Ok, I’m a sucker for provocative headlines. So when I saw a link to a Huffington Post piece called “What French Women Can Teach Us About Sex and Love,” of course I opened it.

The author gives a few rather mundane observations about flirting, romance, the non-importance of marriage. But, for me, there was one rather interesting factoid mentioned – data from a 2008 study which found that 90 percent of French women over the age of 50 are sexually active, as compared to an estimated 60 percent of American women. Now, this didn’t just get my attention because I’m a woman over 50. It was interesting because it told me that more MEN over the age of 50 are also having sex in France than in the U.S., and made me ask why that might be?

The answer to that question must lie in one very important difference between the French and Americans. Largely, French men (and, of course, women) are having sex with intact genitals, while the vast majority of American adult men (probably around 80 million, to be specific) are missing the most sensitive part of their penis – the prepuce, or foreskin.

In addition to the intuitively obvious (that having a body part removed would mean you’re missing, at minimum, the sensation and function of that body part), scientific data is starting to show long-term sexual consequences from removing this highly sensitive tissue from boys’ genitals. Both circumcised men and their female partners report higher levels of sexual dysfunction, less sensitivity, and less satisfaction.

This should not surprise us. We have absolutely no problem accepting that women whose genitals have been mutilated will experience sexual pain or ongoing trauma, or that their male partners might find sex with such women to be less enjoyable. Yet many Americans continue to resist the clear parallels when it comes to male circumcision. This is particularly ironic, given that historically and across cultures one of the main rationales for cutting off a boy’s prepuce was to reduce his sexual pleasure, whether self-administered through masturbation (thought in Victorian times to be the root of all evil), or through intercourse. Moses Maimonides, the Jewish Medieval philosopher and physician, indeed cited the diminution of pleasure as an explicit benefit of male circumcision:

“The fact that circumcision weakens the faculty of sexual excitement and sometimes perhaps diminishes the pleasure is indubitable.
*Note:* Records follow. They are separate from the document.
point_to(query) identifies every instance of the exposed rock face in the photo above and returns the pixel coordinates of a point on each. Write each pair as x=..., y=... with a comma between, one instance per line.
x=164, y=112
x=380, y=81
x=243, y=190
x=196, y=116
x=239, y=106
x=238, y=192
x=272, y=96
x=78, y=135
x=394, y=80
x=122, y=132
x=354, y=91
For if at birth this member has been made to bleed and has had its covering taken away from it, it must indubitably be weakened.” – Moses Maimonides, Jewish Medieval philosopher and physician

So after reading about French romance, French foreplay, and who takes the initiative in French lovemaking, here’s my take:

The most important thing the French – men and women – can teach Americans about love and sex is to leave our children with the bodies that nature intended them to have.

Georganne Chapin

Author

16 Comments

  • painspeaks

    August 24, 2013 4:30 pm
  • Sara

    August 24, 2013 5:30 pm

    While the article and the corresponding book are merely a commercialization of a cultural stereotype, the statistics speak for themselves. I’d be interested to know these same statistics in other European countries (the anglo saxon ones being the most appropriate for the sake of cultural similarity).

  • Gianluca

    August 25, 2013 1:04 am

    I agree that circumcision can lead to sexual dysfunction. However, in America there is another problem: obesity and overweight. Studies seem to have found a link between obesity and sexual dysfunction in both men and women:

    http://onlinelibrary.wiley.com/doi/10.1038/oby.2012.104/abstract

    But circumcision definitely adds to the problems associated with sedentary life style. This was shown by a recent study performed in Belgium.

  • Sigismond

    August 25, 2013 7:12 am

    “The second consequence of that absence or protection (circumcision), progressive impotence – in varying degrees – is insidious; it reveals itself in the very long run only. It is much more frequent with the circumcised (Foley J. The unkindest cut of all. Fact magazine 1966; 3 (4): 2-9. http://www.cirp.org/news/1966.07_Foley, Glover E. The “screening” function of traumatic memories. International journal of psychoanalysis 1929; X: 90-93. http://www.cirp.org/library/psych/glover, Goldman R. The psychological impact of circumcision. BJU int 1999; 83 (suppl. 1): 93-103. http://www.cirp.org/library/psych/goldman1). Cases are thus numerous in the United States: 52% of the 1 290 random selected subjects of a study, aged between 40 and 7049. The success of Viagra in the United States (46% of the world consumption for 5% of the population) and its relative failure in Europe, have no other explanation. We can predict that it will easily be sold to wealthy Africans and Muslims.” excerpt from “Feminine and masculine sexual mutilation, the greatest crime against humanity” (http://www.academia.edu/2095540/Feminine_and_masculine_sexual_mutilation_the_greatest_crime_against_humanity_updated_08.25.2013_)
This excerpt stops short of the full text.